父さんは、おれのステータスバーを確認し始めると、すぐに嗚咽を漏らしながら驚いていた。この顔を今日は3回も見た。3歳児が、剣術、体術などの戦闘用スキルを覚えてる時点で、まぁヤバイ奴である。しかも、俺の場合は全スキルLV10のおまけ付き。コレを見て驚かない奴はおそらくいないだろう。現に父さんは、未だに目と口がしまっていない。
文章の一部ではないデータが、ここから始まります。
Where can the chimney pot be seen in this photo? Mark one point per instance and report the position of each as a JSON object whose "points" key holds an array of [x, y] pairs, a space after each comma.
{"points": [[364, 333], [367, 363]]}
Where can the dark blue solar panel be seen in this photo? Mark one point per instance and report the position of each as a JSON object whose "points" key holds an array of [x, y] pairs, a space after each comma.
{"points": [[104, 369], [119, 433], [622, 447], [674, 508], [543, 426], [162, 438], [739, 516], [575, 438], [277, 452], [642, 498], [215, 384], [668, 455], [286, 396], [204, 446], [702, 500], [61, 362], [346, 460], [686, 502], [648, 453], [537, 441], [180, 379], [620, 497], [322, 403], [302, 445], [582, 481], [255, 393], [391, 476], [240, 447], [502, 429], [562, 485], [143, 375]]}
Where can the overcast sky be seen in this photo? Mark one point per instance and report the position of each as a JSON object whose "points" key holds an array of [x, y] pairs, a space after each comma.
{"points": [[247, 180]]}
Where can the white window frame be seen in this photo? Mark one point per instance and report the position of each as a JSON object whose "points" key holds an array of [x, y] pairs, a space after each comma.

しかし、ここで終わらない。父さんは、スキルだけではなく、俺のステータスまで確認し始めた。そして、例のあの顔をまたした。この驚きようは、ステータス値3桁の3歳児は、少なくとも、見たことないな。
「母さん、見てくれ!クロトはやっぱり天才だぞ!」
父さんの声が、響きわたった。しばらくすると、母さんがいそいそと出てきながら、笑顔で父さんにこう聞いた。
「お父さん、急にどうしたの?クロトちゃんは、確かに物覚えも早くて、すごい子だとは思うけど。」
「コレを見てくれ。」
「まぁ、すごい。クロトちゃんは、もしかしたら、魔王になっちゃったりしてね。」
「俺の息子だから当たり前だ。」
「お父さんは、魔王城の警備員止まりの人。そんな人からこんな天才が生まれるなんて…。」
「おい、!それは俺に対しての嫌味か!」
母さんから、まんざら冗談じゃ無いような言葉が聞こえてきたが、気のせいだろう。今日も我が家はいつも通り平和です。はい。
この日は、剣の稽古をしたというより、父さんの変顔が目に焼き付いた日であった。